This analysis makes use of data from a personal activity monitoring device. This device collects data at 5 minute intervals through out the day. The data consists of two months of data from an anonymous individual collected during the months of October and November, 2012 and include the number of steps taken in 5 minute intervals each day.
if (!file.exists("repdata%2Fdata%2Factivity.zip")){
fileURL <- "https://d396qusza40orc.cloudfront.net/repdata%2Fdata%2Factivity.zip"
download.file(fileURL, "repdata%2Fdata%2Factivity.zip")
}
if (!file.exists("activity.csv") ){
unzip("repdata%2Fdata%2Factivity.zip")
}
data <- read.csv("activity.csv")
With the data frame “data”, a series of questions will be addressed.
stepPerDay <- with(data, tapply(steps, date, sum))
mean <- mean(stepPerDay, na.rm = TRUE)
median <- median(stepPerDay,na.rm = TRUE)
hist(stepPerDay, xlab = "Steps Per Day", main = "Histogram of Steps Per Day", col = "red", breaks = 10)
abline(v=mean, lwd = 15, col = 'blue')
abline(v=median, lwd = 3, col = 'green')
legend("topright", pch = 15, col = c("blue", "green"), legend = c("Mean", "Median"))
The total number of steps taken per day have a mean of 1.076618910^{4} and a median of 10765, without missing values.
aveWithDate <- with(data, tapply(steps, interval, mean, na.rm = TRUE))
interval <- seq(0,23*60 +55, 5)
plot(interval, aveWithDate, type = "l", xlab = "Minute of the Day", ylab = "Average Steps", main = "Average Steps Taken within 5 minutes")
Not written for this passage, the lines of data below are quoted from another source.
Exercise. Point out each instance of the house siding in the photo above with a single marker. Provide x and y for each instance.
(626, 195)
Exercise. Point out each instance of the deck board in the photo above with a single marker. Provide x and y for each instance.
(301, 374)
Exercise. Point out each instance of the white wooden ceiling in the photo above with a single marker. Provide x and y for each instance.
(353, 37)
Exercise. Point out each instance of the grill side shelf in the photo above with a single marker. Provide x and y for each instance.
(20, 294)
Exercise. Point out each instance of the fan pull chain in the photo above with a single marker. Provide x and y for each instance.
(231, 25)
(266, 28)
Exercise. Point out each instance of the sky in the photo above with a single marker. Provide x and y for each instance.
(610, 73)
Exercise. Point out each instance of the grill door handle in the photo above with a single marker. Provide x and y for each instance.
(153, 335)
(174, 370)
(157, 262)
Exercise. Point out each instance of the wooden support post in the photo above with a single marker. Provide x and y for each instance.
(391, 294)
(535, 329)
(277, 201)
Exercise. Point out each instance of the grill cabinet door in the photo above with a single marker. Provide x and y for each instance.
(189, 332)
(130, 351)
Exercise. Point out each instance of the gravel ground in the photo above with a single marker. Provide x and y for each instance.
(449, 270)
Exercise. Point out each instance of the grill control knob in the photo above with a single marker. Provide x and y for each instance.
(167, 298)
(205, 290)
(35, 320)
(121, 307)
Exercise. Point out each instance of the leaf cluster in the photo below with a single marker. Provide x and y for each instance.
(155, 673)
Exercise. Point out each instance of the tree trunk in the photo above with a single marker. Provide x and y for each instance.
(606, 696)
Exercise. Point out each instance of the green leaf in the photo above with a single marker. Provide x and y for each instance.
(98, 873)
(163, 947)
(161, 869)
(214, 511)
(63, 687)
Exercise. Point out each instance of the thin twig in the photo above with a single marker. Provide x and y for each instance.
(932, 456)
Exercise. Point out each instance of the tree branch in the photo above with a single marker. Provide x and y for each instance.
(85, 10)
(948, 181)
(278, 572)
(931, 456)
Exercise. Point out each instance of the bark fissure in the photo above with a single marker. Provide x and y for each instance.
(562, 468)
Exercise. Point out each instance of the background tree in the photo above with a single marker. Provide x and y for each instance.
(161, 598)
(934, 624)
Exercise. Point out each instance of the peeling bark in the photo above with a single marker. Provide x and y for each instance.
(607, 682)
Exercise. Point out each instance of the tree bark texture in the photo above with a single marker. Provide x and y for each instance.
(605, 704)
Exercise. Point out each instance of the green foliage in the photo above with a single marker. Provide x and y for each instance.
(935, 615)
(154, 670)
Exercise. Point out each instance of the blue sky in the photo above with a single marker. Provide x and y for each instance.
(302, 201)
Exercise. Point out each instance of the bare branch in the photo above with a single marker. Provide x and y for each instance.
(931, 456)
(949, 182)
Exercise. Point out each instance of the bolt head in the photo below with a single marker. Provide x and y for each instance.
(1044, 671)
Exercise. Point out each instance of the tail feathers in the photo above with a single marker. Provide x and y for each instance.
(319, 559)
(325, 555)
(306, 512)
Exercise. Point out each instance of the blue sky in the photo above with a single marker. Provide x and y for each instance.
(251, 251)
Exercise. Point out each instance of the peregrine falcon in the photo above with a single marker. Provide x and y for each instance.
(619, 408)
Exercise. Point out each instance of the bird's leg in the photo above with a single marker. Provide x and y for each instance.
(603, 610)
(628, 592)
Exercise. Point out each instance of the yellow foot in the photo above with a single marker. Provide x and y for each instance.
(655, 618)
points(interval[which(aveWithDate == max(aveWithDate))], max(aveWithDate), col = "red", cex = 1.2, pch = 19)
maxTime <- which(aveWithDate == max(aveWithDate))
max <- names(maxTime)
On average across October and November, the 5-minute interval 835 (8:35 am - 8:40 am) contains the maximum number of steps.
missing <- sum(is.na(data$steps))
nrow <- nrow(data)
There are 2304 out of 17568 rows of data without the number of steps. In this analysis, the steps taken of each 5-minute interval, averaged across all days, will be used to fill the missing values. A new data set “data1” is created.
data1 <- data
for (i in 1:dim(data1)[1]){
if (is.na(data1[i,1])){
num <- as.character(data1[i,3])
data1[i,1] <- round(aveWithDate[num])
}
}
stepPerDay1 <- with(data1, tapply(steps, date, sum))
mean1 <- mean(stepPerDay1, na.rm = TRUE)
median1 <- median(stepPerDay1,na.rm = TRUE)
par(mfrow = c(1,2))
hist(stepPerDay1, xlab = "Steps Per Day", main = "After NA filled", col = "red", breaks = 10)
hist(stepPerDay, xlab = "Steps Per Day", main = "Before NA filled", col = "red", breaks = 10)
The new number of steps has a mean of 1.076563910^{4} and a median of 1.076210^{4}, which are roughly the same as those before missing values are filled in.
However, the distribution of the total steps per day are more concentrated to its center, that is, becomes less sparse.
data1$weekend[weekdays(as.Date(data1$date)) %in% c("Saturday", "Sunday")] <- "weekend"
data1$weekend[!(weekdays(as.Date(data1$date)) %in% c("Saturday", "Sunday"))] <- "weekday"
data1$weekend <- as.factor(data1$weekend)
aveWithDate1 <- with(data1, tapply(steps, list(interval,weekend), mean))
interval <- seq(0,23*60 +55, 5)
aveWithDate1 <- as.data.frame(cbind(interval, aveWithDate1))
require(reshape2)
## Loading required package: reshape2
aveWithDate1 <- melt(aveWithDate1, id.vars="interval")
library(lattice)
xyplot(value ~ interval | variable, data = aveWithDate1, layout = c(1, 2), type = "l")